12. Shake the camera
Any camera movement during an exposure will result in a soft image. We’re told to avoid shake but as a visual effect, blur can be beautiful. So why not try turning a scene into a series of blurred streaks by prolonging the shutter speed then panning or twisting the camera, or even zooming?
13. Shoot at midday
Midday is usually thought of as a photographer’s no-go zone. The magic hours around sunrise and sunset are the best times to shoot outdoors, so what’s the point of going out when the sun is high and the light uninspiring? Midday is certainly a challenging time to photograph, but if we can look for the right pockets of light or angle our subject so that the light from directly above falls on them in a pleasing way, it doesn’t have to be siesta time for our cameras.
14. No need for white balance
If you shoot in raw then you can change white balance in a raw editor (such as Lightroom or your camera’s own raw processor), and achieve exactly the same results as if it had been done in-camera. Many photographers are happy to leave white balance to auto, then tweak things later if necessary. As such, setting the correct white balance in-camera is best practice, but by no means essential.
15. Don’t bother with mirror lockup
We’re told that the clunk of the mirror can cause camera shake during a long exposure. But in reality, as long as you use a solid tripod, it will only cause a problem for shutter speeds in the range of about 1/40sec to 3sec. For speeds longer than this the moment of shake isn’t significant enough to have a noticeable effect on the exposure.
16. No foreground interest
We’re often told with landscape photography that it’s visually pleasing to include foreground interest – that is, objects that will add to the balance of a composition and help draw the eye onwards to the distant elements in the frame. This can be a fantastic compositional device, but it can also lead to lazy composing. If all we do when confronted with a new scene is look for a rock to stick in the foreground, we’re not necessarily going to find the best angle, and besides, all our landscapes will end up looking the same. So why not try forgoing the foreground interest entirely? You might find a composition that more completely captures the essence of a place.

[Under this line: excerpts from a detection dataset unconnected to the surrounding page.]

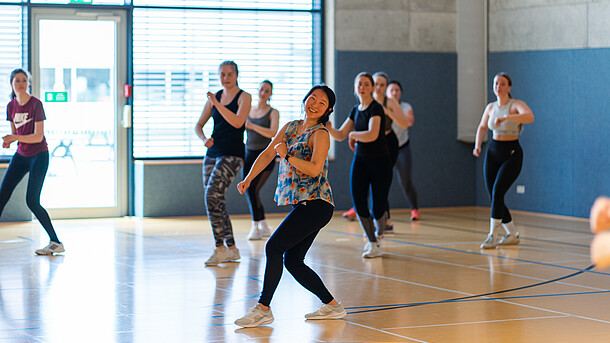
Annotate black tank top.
[206,89,246,158]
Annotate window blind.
[133,4,320,158]
[0,5,26,159]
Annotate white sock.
[258,219,269,228]
[489,218,502,236]
[502,221,517,235]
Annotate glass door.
[32,8,127,218]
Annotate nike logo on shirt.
[13,112,32,129]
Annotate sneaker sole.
[305,310,347,320]
[235,318,274,328]
[498,240,521,245]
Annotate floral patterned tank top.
[275,120,335,206]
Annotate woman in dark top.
[0,69,65,255]
[195,61,252,266]
[326,72,392,258]
[242,80,280,241]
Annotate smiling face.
[11,73,29,94]
[304,89,329,119]
[373,75,388,97]
[354,75,375,102]
[386,83,402,101]
[218,65,237,89]
[494,76,512,97]
[258,82,273,102]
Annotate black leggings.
[242,149,275,222]
[385,131,398,218]
[394,141,419,210]
[0,151,61,243]
[483,139,523,223]
[350,154,392,219]
[259,200,334,306]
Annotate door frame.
[30,7,129,219]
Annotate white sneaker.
[481,235,498,249]
[258,219,271,237]
[205,245,230,266]
[235,304,273,328]
[248,222,263,241]
[305,303,347,319]
[498,232,521,245]
[362,242,381,258]
[36,242,66,255]
[227,248,241,262]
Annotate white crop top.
[487,99,521,136]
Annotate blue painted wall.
[477,49,610,217]
[0,164,32,222]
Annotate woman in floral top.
[235,85,346,327]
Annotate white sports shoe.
[205,245,230,266]
[498,232,521,245]
[36,242,66,255]
[258,219,271,237]
[481,235,498,249]
[305,303,347,319]
[362,242,382,258]
[248,222,263,241]
[235,304,273,328]
[227,248,241,262]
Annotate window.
[0,5,26,155]
[133,0,321,158]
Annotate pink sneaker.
[411,210,421,220]
[342,207,357,221]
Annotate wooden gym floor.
[0,207,610,343]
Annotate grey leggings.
[203,156,244,247]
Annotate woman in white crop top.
[472,73,534,249]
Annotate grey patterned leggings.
[203,156,244,247]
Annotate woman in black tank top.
[195,61,252,266]
[373,71,411,233]
[242,80,280,241]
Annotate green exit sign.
[44,92,68,102]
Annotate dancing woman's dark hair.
[494,72,513,99]
[354,71,375,99]
[218,61,239,87]
[10,68,32,100]
[303,84,337,124]
[388,80,404,93]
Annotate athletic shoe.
[362,242,381,258]
[248,222,263,241]
[384,223,394,233]
[305,303,347,319]
[235,304,273,328]
[342,207,358,221]
[258,219,271,237]
[227,248,241,262]
[411,210,421,221]
[498,232,521,245]
[481,235,498,249]
[205,245,230,266]
[36,242,66,255]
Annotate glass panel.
[133,8,317,158]
[30,0,125,5]
[39,20,116,209]
[0,5,25,159]
[133,0,312,10]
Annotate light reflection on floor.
[0,208,610,342]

17. Mix your focal lengths
Certain subjects are conventionally suited to certain focal lengths. For instance, we’re used to seeing wildlife pictures taken with long lenses, landscapes with wideangles and portraits with mid-range lengths. But why not play with this convention? The distorting nature of a wideangle isn’t necessarily flattering, but it can result in an amusingly in-your-face portrait.
18. Use dead space
Filling the frame is a good way to exclude unimportant details, minimise a cluttered backdrop or draw attention to your subject. But sometimes dead space can help to tell a story or add to the mood of an image. Here it emphasises the sense of diving into unknown waters.

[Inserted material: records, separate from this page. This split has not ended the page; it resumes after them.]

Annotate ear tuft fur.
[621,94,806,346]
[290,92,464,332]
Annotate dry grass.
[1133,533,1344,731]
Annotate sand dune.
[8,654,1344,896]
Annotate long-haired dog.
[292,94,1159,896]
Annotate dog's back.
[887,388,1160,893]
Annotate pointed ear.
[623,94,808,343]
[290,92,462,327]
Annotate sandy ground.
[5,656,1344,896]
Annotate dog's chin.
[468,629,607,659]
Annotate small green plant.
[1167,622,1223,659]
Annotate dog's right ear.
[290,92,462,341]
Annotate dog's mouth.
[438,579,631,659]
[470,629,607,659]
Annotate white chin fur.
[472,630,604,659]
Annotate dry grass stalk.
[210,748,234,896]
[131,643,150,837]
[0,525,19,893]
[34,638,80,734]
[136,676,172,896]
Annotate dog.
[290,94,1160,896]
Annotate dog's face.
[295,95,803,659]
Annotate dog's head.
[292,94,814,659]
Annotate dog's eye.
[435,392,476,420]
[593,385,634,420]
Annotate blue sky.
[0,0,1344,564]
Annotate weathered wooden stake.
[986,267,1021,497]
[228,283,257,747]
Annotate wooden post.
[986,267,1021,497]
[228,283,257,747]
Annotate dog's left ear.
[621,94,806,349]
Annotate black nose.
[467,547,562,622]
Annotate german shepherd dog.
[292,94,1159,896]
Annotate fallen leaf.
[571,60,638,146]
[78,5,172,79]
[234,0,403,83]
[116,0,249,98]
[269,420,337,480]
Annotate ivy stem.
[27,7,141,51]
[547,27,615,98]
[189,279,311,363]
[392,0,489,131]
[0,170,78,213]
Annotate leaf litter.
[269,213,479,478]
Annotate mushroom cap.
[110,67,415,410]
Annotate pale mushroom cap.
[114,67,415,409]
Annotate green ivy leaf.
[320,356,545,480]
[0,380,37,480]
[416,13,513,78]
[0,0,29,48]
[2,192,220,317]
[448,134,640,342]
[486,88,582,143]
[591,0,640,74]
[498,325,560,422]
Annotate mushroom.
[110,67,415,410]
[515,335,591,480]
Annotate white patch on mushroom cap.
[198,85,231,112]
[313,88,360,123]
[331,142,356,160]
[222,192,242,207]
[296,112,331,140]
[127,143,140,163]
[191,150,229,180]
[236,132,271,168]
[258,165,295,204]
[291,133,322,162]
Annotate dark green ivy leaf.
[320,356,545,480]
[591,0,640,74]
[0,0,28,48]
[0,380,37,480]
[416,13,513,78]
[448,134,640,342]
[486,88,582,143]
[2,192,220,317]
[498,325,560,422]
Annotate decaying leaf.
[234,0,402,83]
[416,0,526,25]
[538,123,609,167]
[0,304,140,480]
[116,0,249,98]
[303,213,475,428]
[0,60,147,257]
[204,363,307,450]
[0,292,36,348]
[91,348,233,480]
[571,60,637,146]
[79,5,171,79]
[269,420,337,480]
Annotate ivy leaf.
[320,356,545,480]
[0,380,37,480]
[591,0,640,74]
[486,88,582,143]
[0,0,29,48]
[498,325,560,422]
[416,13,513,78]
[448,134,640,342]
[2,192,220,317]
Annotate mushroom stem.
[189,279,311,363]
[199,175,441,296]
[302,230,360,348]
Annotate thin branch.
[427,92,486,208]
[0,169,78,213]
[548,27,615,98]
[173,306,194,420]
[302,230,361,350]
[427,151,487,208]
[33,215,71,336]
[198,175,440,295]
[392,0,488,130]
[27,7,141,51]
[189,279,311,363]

19. Don’t focus on the eyes
The eyes are the gateway to the soul, so it stands to reason they should always be sharp. In general, this is a rule worth following for portraiture, because it usually doesn’t matter if everything else is soft as long as the eyes are sharp. But at times, focusing elsewhere can yield creative results.

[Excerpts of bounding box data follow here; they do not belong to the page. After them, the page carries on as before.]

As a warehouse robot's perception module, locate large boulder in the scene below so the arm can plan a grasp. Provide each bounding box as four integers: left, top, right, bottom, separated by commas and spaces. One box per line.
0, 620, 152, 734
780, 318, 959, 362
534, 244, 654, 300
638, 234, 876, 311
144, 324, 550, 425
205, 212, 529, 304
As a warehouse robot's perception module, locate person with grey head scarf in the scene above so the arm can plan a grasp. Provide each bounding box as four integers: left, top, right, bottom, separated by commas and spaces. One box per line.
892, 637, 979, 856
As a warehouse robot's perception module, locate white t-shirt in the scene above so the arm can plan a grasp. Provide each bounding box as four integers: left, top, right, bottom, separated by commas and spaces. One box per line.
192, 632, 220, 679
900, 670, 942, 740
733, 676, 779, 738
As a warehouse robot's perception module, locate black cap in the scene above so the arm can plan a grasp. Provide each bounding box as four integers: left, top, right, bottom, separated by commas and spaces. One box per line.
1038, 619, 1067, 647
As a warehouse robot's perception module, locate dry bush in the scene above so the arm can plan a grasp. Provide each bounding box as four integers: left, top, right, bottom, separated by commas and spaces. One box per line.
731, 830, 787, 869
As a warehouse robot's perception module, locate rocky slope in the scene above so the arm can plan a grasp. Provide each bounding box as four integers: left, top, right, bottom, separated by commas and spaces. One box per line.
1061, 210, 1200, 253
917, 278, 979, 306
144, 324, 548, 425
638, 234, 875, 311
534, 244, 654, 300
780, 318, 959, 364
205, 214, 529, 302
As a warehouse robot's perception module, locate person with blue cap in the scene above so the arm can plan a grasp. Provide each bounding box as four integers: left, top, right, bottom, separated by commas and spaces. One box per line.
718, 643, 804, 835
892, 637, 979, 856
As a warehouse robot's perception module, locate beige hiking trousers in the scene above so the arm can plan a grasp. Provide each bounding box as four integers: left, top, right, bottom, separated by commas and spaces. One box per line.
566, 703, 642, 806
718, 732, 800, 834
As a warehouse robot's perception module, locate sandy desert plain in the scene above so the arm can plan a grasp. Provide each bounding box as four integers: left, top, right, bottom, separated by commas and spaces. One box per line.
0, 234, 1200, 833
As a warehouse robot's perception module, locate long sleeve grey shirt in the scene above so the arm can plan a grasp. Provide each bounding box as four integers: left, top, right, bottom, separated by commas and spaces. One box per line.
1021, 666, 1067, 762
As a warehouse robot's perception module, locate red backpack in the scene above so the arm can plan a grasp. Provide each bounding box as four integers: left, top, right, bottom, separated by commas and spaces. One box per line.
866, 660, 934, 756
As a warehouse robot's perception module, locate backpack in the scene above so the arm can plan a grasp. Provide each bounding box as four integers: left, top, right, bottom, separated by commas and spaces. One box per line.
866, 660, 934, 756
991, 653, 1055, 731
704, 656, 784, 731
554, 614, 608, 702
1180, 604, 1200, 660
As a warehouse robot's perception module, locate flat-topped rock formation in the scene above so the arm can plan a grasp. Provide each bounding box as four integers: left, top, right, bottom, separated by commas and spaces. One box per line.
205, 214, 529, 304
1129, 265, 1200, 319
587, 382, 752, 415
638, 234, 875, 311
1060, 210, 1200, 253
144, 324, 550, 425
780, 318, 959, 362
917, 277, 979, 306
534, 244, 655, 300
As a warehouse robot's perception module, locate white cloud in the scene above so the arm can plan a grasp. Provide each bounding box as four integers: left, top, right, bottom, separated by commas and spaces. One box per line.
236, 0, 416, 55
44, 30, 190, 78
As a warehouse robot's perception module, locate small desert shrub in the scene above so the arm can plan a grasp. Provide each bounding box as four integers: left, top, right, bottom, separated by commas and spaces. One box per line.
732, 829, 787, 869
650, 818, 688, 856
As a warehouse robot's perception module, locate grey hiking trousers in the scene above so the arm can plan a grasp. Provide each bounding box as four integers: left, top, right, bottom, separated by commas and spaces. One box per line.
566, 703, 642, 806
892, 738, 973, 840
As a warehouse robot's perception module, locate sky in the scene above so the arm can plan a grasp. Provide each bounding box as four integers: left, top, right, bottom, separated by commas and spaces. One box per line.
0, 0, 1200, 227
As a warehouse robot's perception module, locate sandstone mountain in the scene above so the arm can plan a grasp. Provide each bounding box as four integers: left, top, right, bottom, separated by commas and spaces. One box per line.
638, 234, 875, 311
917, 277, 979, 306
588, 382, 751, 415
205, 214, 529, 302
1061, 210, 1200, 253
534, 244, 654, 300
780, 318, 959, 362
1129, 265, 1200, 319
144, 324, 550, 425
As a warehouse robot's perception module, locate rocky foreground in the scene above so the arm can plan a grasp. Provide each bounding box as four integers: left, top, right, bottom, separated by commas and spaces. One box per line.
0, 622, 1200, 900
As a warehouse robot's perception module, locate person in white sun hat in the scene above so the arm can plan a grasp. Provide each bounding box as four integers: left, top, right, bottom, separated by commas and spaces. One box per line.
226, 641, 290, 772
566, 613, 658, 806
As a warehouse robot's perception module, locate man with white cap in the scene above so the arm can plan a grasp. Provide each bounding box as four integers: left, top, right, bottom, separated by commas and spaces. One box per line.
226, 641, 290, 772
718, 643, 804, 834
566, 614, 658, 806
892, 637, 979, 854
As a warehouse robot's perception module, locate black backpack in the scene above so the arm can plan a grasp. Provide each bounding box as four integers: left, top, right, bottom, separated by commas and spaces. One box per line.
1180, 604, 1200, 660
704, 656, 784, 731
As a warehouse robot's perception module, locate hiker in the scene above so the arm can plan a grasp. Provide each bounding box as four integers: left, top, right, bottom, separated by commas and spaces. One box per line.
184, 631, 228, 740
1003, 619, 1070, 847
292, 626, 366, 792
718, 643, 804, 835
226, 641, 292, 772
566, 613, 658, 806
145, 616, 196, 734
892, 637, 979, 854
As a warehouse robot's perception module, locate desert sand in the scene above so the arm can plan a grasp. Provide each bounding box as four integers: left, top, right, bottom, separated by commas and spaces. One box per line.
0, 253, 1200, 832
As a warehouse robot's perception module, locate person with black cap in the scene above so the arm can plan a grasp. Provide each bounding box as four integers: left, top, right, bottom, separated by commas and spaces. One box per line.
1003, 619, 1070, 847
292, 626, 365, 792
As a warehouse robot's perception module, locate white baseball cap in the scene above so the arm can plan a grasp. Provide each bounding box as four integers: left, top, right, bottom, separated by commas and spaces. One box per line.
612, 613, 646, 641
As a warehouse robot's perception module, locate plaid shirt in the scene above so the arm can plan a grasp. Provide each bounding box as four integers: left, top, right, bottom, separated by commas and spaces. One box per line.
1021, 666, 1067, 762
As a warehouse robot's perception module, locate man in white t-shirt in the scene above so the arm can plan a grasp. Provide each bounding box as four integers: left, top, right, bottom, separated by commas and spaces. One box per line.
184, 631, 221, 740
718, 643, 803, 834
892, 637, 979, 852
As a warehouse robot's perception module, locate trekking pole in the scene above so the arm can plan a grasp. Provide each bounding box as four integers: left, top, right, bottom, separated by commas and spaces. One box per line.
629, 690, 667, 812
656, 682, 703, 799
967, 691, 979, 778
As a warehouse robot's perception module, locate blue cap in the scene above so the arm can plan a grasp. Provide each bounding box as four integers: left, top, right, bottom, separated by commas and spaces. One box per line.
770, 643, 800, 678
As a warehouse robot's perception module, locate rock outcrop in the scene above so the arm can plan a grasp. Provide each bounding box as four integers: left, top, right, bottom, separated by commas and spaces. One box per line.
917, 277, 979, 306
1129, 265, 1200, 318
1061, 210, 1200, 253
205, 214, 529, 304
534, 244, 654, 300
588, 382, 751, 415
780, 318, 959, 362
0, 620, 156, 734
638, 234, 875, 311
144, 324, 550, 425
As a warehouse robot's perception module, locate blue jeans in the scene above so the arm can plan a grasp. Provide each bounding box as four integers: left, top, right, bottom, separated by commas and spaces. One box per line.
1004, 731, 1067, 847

20. Forget the rule of thirds
The idea with this rule is that we divide a frame into thirds both horizontally and vertically, then compose the scene to place points of interest along those lines. It’s a useful compositional trick to keep in mind, but the fact that it’s easy to remember means it can become something of a default for all compositions – a starting point that may lead to laziness or missed opportunities for more interesting framing, such as the centrally framed subject here. The composition should be arranged to suit the subject, not the other way around – although that’s another rule that may sometimes be worth breaking.